Pierre Lequiller : "De très gros efforts ont été faits pour renforcer la coopération avec Bruxelles"
La révision constitutionnelle, préalable à la ratification du traité de Lisbonne, devrait être approuvée aujourd’hui par la Congrès réuni à Versailles. Le président de la délégation pour l’Union européenne de l’Assemblée nationale, Pierre Lequiller, a confié à EURACTIV.fr que l’Assemblée se préparait déjà à la mise en place du traité européen.
La révision constitutionnelle, préalable à la ratification du traité de Lisbonne, devrait être approuvée aujourd’hui par la Congrès réuni à Versailles. Le président de la délégation pour l’Union européenne de l’Assemblée nationale, Pierre Lequiller, a confié à EURACTIV.fr que l’Assemblée se préparait déjà à la mise en place du traité européen.
En bref :
Si le traité de Lisbonne est ratifié à la fin de la semaine par les deux assemblées, le rôle du Parlement français en sortira renforcé. Le texte permet en effet à chaque Parlement national de se prévaloir de la violation du principe de subsidiarité par les institutions européennes pour tous les actes qui lui seront soumis. Ce principe consiste à réserver uniquement à l’Union européenne ce que les États membres ne pourraient effectuer que de manière moins efficace.

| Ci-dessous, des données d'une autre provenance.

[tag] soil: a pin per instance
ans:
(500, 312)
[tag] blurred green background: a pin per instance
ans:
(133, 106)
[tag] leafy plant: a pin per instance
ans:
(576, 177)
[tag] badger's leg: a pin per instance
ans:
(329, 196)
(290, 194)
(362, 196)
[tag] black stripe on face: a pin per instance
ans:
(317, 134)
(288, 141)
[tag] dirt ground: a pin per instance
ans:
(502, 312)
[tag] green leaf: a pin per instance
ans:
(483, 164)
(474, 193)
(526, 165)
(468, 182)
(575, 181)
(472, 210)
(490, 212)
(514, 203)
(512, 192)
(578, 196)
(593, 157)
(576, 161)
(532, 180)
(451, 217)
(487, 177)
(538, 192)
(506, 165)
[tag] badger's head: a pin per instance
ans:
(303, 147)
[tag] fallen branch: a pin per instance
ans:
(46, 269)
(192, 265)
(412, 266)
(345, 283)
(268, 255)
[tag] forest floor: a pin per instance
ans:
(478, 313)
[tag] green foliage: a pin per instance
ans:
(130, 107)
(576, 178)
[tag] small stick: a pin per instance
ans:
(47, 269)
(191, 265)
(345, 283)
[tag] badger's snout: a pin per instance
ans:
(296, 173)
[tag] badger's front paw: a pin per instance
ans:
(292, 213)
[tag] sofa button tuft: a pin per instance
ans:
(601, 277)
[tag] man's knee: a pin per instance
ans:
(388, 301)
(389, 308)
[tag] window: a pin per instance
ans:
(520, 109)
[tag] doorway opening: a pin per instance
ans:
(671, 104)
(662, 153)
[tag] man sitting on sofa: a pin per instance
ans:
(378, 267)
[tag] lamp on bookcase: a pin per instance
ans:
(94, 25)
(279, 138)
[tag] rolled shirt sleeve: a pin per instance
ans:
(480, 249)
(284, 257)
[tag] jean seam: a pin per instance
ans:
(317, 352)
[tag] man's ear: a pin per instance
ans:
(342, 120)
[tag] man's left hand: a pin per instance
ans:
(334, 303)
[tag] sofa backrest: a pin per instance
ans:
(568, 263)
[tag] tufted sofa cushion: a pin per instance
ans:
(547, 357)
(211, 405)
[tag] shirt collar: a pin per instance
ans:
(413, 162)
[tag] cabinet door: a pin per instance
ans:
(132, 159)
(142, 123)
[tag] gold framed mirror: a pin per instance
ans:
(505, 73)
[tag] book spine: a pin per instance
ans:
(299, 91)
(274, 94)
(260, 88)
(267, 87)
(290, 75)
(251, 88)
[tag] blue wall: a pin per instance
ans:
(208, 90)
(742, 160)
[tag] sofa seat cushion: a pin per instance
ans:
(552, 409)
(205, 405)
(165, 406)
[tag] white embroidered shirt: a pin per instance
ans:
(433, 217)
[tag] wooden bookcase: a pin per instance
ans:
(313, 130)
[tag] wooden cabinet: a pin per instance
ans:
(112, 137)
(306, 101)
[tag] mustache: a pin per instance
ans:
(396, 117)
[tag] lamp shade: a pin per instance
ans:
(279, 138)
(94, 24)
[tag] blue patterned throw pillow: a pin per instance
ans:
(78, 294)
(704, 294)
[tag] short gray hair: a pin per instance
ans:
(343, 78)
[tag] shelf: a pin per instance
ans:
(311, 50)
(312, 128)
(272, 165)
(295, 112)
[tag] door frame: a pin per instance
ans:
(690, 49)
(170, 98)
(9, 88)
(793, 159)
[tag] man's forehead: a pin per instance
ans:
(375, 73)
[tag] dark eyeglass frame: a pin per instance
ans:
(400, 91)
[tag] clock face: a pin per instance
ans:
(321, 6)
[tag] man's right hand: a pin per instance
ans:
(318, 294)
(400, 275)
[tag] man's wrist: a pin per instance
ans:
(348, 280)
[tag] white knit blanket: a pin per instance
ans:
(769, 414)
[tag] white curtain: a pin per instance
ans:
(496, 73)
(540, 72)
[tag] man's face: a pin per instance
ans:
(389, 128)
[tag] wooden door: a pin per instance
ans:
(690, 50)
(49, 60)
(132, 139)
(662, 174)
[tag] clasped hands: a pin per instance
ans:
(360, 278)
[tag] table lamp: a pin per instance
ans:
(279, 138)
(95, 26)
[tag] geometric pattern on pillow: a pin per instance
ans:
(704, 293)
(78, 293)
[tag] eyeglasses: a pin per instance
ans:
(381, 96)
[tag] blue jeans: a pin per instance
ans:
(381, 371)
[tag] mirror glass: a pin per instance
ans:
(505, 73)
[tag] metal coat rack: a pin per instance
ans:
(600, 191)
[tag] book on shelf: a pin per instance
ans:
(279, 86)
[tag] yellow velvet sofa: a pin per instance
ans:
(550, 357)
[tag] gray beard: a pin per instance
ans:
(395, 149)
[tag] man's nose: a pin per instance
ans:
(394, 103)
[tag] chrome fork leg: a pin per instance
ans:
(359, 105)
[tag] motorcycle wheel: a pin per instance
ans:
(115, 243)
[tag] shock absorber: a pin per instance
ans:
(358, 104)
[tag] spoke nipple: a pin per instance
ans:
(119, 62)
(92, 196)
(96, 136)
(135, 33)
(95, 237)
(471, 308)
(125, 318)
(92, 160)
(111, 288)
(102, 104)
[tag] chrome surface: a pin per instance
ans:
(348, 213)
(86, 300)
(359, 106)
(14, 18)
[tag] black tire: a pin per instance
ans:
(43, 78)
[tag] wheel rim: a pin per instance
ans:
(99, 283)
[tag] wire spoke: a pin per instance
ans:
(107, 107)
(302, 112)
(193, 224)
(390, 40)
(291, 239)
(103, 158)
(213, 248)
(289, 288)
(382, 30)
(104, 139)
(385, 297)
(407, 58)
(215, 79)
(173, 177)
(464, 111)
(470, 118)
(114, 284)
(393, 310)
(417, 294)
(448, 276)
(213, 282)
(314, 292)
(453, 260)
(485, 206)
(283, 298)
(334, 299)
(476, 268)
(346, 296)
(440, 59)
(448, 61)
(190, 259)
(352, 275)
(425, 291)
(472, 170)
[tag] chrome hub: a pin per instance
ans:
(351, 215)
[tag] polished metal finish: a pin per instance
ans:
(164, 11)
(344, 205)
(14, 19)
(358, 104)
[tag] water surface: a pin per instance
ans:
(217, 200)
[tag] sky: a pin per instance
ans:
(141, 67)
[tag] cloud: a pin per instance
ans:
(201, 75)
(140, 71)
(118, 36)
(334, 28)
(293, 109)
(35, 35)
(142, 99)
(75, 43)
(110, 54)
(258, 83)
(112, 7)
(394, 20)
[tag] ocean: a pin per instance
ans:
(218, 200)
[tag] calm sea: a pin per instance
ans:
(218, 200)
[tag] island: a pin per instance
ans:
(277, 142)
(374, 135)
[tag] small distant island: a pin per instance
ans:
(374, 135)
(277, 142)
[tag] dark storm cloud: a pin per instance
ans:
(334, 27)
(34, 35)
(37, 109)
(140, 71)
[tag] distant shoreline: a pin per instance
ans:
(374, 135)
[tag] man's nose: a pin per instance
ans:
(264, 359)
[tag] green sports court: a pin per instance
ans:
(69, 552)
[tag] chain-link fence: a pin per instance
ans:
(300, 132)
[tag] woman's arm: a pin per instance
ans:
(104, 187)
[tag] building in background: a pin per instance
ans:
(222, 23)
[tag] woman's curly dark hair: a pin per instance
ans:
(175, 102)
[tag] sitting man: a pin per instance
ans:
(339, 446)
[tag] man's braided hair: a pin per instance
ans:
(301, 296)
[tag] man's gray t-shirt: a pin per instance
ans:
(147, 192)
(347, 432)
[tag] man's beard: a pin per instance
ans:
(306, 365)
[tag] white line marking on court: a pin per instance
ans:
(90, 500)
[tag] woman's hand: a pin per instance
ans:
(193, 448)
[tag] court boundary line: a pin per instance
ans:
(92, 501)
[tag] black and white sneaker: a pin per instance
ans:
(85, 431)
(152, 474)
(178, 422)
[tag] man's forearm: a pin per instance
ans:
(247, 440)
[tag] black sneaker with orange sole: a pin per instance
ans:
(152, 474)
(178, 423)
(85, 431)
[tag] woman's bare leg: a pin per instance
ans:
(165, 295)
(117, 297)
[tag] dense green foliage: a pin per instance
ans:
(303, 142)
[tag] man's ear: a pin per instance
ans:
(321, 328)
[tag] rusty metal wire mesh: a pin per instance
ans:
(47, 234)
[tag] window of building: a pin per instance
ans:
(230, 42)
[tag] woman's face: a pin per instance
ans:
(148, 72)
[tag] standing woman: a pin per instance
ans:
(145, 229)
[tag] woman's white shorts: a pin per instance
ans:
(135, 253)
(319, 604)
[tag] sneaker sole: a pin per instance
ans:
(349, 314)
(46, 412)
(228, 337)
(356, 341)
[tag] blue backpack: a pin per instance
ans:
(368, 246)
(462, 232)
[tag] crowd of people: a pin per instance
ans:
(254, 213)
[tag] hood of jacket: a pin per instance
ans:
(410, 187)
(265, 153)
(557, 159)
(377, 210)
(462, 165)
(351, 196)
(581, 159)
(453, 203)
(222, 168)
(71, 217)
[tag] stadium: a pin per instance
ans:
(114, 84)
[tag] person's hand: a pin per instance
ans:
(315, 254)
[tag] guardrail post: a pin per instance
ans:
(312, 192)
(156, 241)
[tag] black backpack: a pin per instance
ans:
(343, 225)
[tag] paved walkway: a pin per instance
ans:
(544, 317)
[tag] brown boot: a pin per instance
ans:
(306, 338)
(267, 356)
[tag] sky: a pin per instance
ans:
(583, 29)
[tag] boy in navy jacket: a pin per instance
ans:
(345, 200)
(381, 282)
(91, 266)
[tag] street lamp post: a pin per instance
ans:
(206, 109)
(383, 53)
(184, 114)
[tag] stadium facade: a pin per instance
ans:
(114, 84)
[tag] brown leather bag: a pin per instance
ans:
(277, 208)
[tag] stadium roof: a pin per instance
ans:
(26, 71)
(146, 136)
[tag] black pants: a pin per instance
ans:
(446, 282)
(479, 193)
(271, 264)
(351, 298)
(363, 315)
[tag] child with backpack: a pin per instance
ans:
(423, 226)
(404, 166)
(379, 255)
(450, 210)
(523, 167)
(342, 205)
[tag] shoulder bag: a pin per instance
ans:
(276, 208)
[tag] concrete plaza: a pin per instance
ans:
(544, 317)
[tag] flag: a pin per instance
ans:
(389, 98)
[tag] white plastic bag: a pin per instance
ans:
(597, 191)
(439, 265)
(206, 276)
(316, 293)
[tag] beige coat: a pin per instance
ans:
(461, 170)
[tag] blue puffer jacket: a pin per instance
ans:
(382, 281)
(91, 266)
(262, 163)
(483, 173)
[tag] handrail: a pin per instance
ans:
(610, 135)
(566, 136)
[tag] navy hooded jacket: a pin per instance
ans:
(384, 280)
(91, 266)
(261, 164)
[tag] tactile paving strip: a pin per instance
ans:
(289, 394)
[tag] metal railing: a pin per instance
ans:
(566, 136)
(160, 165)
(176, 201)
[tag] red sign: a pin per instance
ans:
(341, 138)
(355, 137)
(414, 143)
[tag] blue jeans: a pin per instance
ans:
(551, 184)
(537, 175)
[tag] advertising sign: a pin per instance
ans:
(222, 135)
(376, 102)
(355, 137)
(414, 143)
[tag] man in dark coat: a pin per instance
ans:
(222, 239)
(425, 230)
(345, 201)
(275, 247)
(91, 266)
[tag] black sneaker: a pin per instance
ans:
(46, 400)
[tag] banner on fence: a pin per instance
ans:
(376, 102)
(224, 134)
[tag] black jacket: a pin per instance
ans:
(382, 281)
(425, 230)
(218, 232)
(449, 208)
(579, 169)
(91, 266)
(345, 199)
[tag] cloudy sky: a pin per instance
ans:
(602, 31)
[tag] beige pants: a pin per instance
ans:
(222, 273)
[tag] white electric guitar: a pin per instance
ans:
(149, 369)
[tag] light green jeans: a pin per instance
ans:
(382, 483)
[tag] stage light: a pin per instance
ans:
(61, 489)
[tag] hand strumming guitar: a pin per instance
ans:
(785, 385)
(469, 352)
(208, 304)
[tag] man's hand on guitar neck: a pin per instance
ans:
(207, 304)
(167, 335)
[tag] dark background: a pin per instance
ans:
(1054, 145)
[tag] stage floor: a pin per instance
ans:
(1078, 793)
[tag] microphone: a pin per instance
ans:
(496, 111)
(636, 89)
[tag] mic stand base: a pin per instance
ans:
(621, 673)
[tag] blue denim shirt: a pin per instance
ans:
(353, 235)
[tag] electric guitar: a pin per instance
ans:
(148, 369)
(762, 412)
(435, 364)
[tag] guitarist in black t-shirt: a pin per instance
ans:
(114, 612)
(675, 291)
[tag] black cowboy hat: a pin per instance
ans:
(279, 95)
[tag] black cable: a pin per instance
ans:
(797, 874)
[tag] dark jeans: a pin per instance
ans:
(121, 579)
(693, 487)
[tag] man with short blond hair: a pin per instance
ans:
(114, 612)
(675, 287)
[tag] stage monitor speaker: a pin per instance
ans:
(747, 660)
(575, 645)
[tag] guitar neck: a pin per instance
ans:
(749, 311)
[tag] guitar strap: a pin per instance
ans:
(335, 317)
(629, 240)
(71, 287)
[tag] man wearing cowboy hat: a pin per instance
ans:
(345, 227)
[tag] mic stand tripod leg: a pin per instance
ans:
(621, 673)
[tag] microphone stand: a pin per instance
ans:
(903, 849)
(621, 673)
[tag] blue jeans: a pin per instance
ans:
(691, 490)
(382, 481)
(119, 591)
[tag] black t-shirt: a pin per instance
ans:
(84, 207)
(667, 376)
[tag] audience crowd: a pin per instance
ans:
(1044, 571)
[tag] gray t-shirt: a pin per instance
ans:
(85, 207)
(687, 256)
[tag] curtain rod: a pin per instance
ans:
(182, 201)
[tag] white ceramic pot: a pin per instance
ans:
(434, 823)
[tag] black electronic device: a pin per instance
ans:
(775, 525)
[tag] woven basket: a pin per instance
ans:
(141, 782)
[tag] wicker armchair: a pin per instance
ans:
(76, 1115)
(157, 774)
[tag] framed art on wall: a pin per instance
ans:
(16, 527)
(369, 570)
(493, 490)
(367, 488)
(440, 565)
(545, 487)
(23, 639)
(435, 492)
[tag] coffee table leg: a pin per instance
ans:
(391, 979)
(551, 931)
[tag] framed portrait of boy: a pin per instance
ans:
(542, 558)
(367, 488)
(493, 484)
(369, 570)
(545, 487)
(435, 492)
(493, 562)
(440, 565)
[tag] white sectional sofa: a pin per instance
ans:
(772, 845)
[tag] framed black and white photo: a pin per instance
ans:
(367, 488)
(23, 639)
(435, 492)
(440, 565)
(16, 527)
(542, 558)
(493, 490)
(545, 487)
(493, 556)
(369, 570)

Le texte prévoit également la possibilité pour chaque chambre de chaque parlement national de transmettre à la Cour de justice des Communautés européennes des recours pour violation du principe de subsidiarité. Des nouvelles compétences sur lesquelles « nous avons déjà commencé à travailler », nous a confié le président de la délégation pour l’Union européenne de l’Assemblée nationale, le député Pierre Lequiller (UMP).
« Le président de la Commission européenne, José Manuel Barroso, a en effet souhaité que nous anticipions sur le traité. La Commission nous envoie donc les textes directement pour que nous les examinions sous l’angle du principe de subsidiarité. Nous avons donc fait cet exercice, mais n’avons fait valoir des problèmes de subsidiarité que sur seulement deux d’entre eux ». Un petit nombre au regard de la quantité de textes transmis? « Cette prérogative ne doit pas nous détourner de notre objectif pour sabrer des textes de la Commission sous prétexte que nous sommes anti-européens », justifie le député.
Après les débats sur le futur traité, la préparation de la Présidence française de l’UE occupe une bonne part de l’activité du président de la délégation pour l’Union européenne. Un groupe d’une quinzaine de députés, qui sera plus particulièrement associé aux travaux du gouvernement, en amont et en aval de la présidence de l’UE, a d’ailleurs récemment été constitué par Pierre Lequiller et par le président de la commission aux Affaires étrangères de l’Assemblée, Axel Poniatowski.
Le programme exact des travaux de ce groupe n’est pour le moment pas établi, mais l’objectif est d’avoir « des réunions encore plus régulières avec le secrétaire d’État aux Affaires européennes et des contacts fréquents avec l’administration en charge de la Présidence. Nous souhaitons être associés à un maximum de travaux gouvernementaux », explique Pierre Lequiller.
Peu de temps avant le début de la Présidence française de l’UE, la réforme des institutions françaises, préparée par le comité Balladur, devrait également être au cœur des débats. Si une commission permanente aux Affaires européennes, qui aurait le même statut que les commissions de l’article 43, ne voit pas le jour, l’actuel délégation pour l’UE devrait prendre le nom de comité.
Quelles seront les différences de compétences entre ce nouveau comité et l’ancienne délégation ? « Il n’y en aura aucune », estime Pierre Lequiller. « Cependant, et cela est très important, avec la réforme, tous les textes émanant des institutions européennes seront sous l’autorité du Parlement et pas simplement ceux comportant des dispositions de nature législative », ce qui devrait donc accroître le travail du comité aux Affaires européennes.
Avec le traité de Lisbonne et la réforme des institutions françaises, les questions européennes devraient donc prendre encore plus de place dans le travail des parlementaires français. Mais les rapprochements entre Paris et Bruxelles ne datent pas d’hier. « On ne ressent plus cette jalousie de l’un par rapport à l’autre », estime Pierre Lequiller, en faisant référence au Parlement national et au Parlement européen. « De très gros efforts ont été faits pour renforcer la coopération avec Bruxelles », ajoute-t-il. « Même si le travail en commun est parfois un peu difficile, car nous travaillons les mêmes jours, les députés européens français sont systématiquement invités à nos réunions et nous-mêmes allons souvent à Bruxelles ».